Bria, folding towels in the hallway, heard his tone shift.
“Tell my mama you still love her,” Bryson repeated, confused. “Who is this?”
The answer slid through the static like a ghost rising from the dead.
“Corey. My dad, Corey?”
Bryson’s voice sharpened. “How did you get this number? You ain’t my daddy.”
The words hit Bria like a blow. Her whole body went cold. The towel fell from her hands. She moved fast, snatching the phone from Bryson’s grip.
“Who gave you this number?” she demanded.
“Bria,” Corey whispered, almost tenderly. “I think about you every day. I…”
She did not hear the rest.
Something roared inside her head.
Not his voice.
The sound.
The awful world-ending blast from years ago.
Her vision blurred. The hallway stretched and warped. She tasted iron.
Her knees buckled.
The phone slipped from her hand.
Everything went black.
The memory began to take her…
It was July Fourth.
Fireworks crack outside like the sky was breaking open. I am seven months pregnant and trying to breathe through the thick heat in our little house on Iberia Street. My belly is tight. My hands are shaking. My heart feels wrong.
Corey smells like liquor and street money. His voice is already sharp when a girl knocks on the door, young and trembling, saying she is pregnant too.
My stomach drops. The air gets heavy. Corey explodes.
He swears she is lying. Swears she is trying to ruin him. Swears I am overreacting like the truth is not sitting between us, breathing smoke.

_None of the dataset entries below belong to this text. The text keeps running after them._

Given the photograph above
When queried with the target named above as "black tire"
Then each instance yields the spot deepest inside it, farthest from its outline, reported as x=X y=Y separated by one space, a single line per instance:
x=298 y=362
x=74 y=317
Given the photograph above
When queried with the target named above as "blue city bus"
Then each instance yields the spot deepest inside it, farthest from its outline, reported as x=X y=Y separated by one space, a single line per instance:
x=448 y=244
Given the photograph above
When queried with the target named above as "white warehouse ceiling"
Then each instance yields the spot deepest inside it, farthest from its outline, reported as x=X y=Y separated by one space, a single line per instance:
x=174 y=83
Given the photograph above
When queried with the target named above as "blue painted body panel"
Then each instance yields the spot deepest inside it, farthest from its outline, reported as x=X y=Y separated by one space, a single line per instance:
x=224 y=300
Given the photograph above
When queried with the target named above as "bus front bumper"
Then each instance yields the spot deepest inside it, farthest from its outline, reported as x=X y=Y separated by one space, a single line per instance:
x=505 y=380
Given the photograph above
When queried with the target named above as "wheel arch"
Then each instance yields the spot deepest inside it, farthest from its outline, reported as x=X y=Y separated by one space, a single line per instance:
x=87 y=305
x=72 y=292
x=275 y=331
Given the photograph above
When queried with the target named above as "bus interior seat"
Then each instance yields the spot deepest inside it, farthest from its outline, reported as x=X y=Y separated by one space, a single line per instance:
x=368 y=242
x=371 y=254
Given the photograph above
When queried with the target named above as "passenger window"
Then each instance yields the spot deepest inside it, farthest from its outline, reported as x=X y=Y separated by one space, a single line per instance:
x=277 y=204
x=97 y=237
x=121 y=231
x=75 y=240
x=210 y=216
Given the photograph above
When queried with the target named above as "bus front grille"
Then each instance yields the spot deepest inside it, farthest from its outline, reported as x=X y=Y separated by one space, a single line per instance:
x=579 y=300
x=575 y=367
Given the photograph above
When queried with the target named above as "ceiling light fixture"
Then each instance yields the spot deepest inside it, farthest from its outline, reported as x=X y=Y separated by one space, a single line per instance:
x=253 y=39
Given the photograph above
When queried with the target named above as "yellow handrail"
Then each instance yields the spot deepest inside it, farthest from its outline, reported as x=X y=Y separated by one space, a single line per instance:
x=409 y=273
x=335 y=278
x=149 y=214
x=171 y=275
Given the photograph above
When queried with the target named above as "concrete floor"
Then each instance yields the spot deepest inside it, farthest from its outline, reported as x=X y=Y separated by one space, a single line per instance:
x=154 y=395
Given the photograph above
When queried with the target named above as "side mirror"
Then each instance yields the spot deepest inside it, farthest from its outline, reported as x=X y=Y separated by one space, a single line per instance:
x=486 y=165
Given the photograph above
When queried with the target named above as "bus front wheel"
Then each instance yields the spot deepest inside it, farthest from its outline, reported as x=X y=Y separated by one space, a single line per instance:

I try to pack my clothes. My hands won’t stop shaking. Tears fall without permission.
“I can’t do this no more, Corey,” I whisper. “I got to think about my baby.”
“That is my baby,” he yells, slamming his fist into the wall. The whole hallway shakes. I flinch, clutching my belly, praying silently.
I try to walk around him. I just want to leave. I just want my mama.
But he is already blocking the door. And the gun is in his hand.
“You can’t leave me,” he says, his voice cracking. “You promised you would never leave.”
“Corey, please.” My voice barely exists. My baby kicks like she knows.
Outside, fireworks scream through the sky. Color bursts against the windows. My heart beats so loud I cannot hear myself think.
He lifts the gun.
I take one step back. One breath. One prayer.
Then the sound hits me. A roar so violent it rips the world in half.
My body hits the floor. Everything is smoke and heat and pain and the taste of blood.
I hear a voice in the distance. “Mama.”